Republican gubernatorial candidate Tim Michels made the remarks on Monday during a campaign stop and they caught fire on Twitter today.

“Republicans will never lose another election in Wisconsin after I’m elected governor,” Michels said.

In a longer recording of the remarks obtained by The Washington Post, Michels reportedly did not get into the specifics of what exactly he meant from a policy perspective. But he’s flirted with Trump’s Big Lie beliefs in the past, and Wisconsin is the poster child for aggressive gerrymandering and other ratfuckery. It’s not hard to imagine the range of things he might be nodding at policy-wise.

The Republican candidate and executive of a construction company — who won his primary after a Trump endorsement — has previously indicated an interest in decertifying the 2020 election results in Wisconsin if he were to win the election, a legal impossibility.
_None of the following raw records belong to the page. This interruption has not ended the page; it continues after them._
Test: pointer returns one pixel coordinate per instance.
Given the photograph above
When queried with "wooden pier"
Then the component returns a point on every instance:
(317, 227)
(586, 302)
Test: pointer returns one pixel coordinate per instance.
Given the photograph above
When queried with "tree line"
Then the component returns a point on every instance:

He also has vowed to make changes to the state’s bipartisan election commission, but has not floated anything specific.

He has previously dodged questions about whether he would certify the 2024 results, but has vowed to sign into law a handful of voter suppression bills that passed the Wisconsin state legislature but that Evers vetoed in 2021. The bills were part of a package of new election laws that state Republicans tried to push after Trump’s 2020 loss — all part of the GOP’s broader embrace of the Big Lie and election denialism.

Per Wisconsin Public Radio, some of the bills that Evers vetoed last year centered on restrictions meant to suppress voter turnout, like expanding voter ID laws and limiting ballot box drop off locations, among many other things. WPR has a good breakdown here.

Gov. Evers tweeted tearing into Michels’ latest remarks, calling his challenger a “danger to our democracy.”